There's just something better about any disaster or “challenge” when it's written about after the fact, rather than in the middle of the crisis. At least that's the way I feel about it. While I'm given the “opportunity” to stretch myself, discover how my character has a chance to further develop under adversity, I just don't feel much like sharing the news. I'm too taught, wound up and ultra focused on getting myself out of the particular mess that I'm in.
Messes come in all shapes and forms, some are minor but seem horrif at the time, others are life threatening and many are damaging on other levels. This time, I'm just talking about common crises that pop up in most lives, although they may be different colored for different people, depending on their circumstances.
Now that this crisis is over, I can talk about it. Living off the grid, east of the Cascades means that our winters are somewhat colder than those in the Sponge, ie Portland, Seattle and significantly colder than Florida, California etc. Don't like hot buildings, it's much healthier living in European style room temperatures. I like indoor temps around 62 degrees, maybe 65, but any warmer than that and it feels too hot. Besides viruses survive in warmer temperatures.
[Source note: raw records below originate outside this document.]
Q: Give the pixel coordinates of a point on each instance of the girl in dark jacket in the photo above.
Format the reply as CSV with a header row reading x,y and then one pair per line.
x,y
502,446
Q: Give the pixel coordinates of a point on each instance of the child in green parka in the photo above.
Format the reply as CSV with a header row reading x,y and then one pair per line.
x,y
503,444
Living in a log cabin, with radiant floor heating sounds plenty cozy, and it normally is. Except when something goes wrong as it recently did. No noisy furnaces blasting uneven heat everywhere...just a gentle warmth that is everywhere.
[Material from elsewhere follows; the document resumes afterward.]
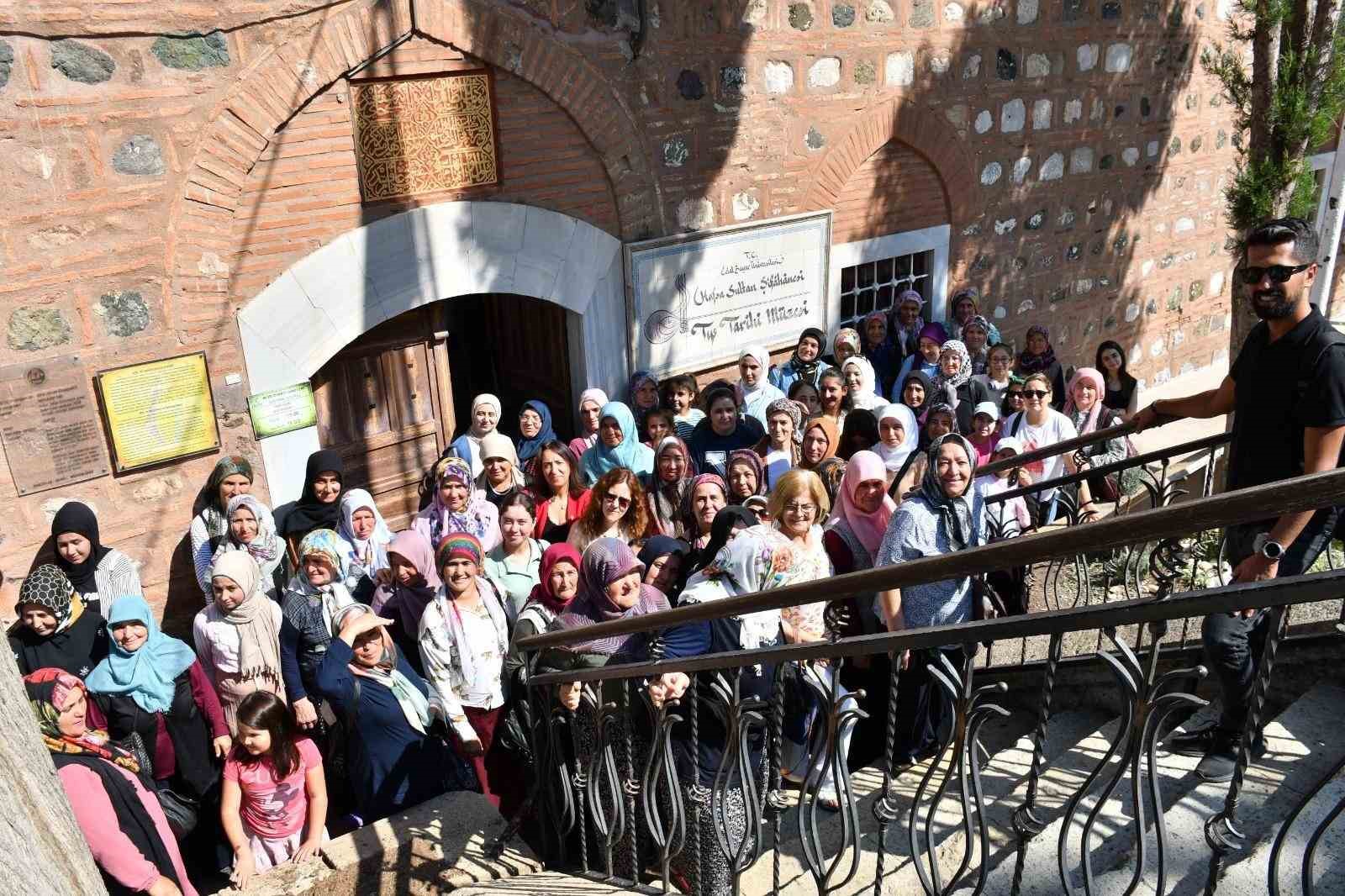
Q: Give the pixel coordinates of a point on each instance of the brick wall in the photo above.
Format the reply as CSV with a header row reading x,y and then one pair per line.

The other night, why do emergencies always happen at night? We ran out of water. Nothing new there, we pump from a private well into a 1,000 gallon holding tank. While that system could be automated in a perfect world, there's just something about 40 dogs, horses, cats, chickens etc that keep us from enjoying any type of perfection. Back to the story. When we forget to pump into the holding tank and use all of the water we run out. Sometimes we forget when we pump, since summer brings more water usage than does winter.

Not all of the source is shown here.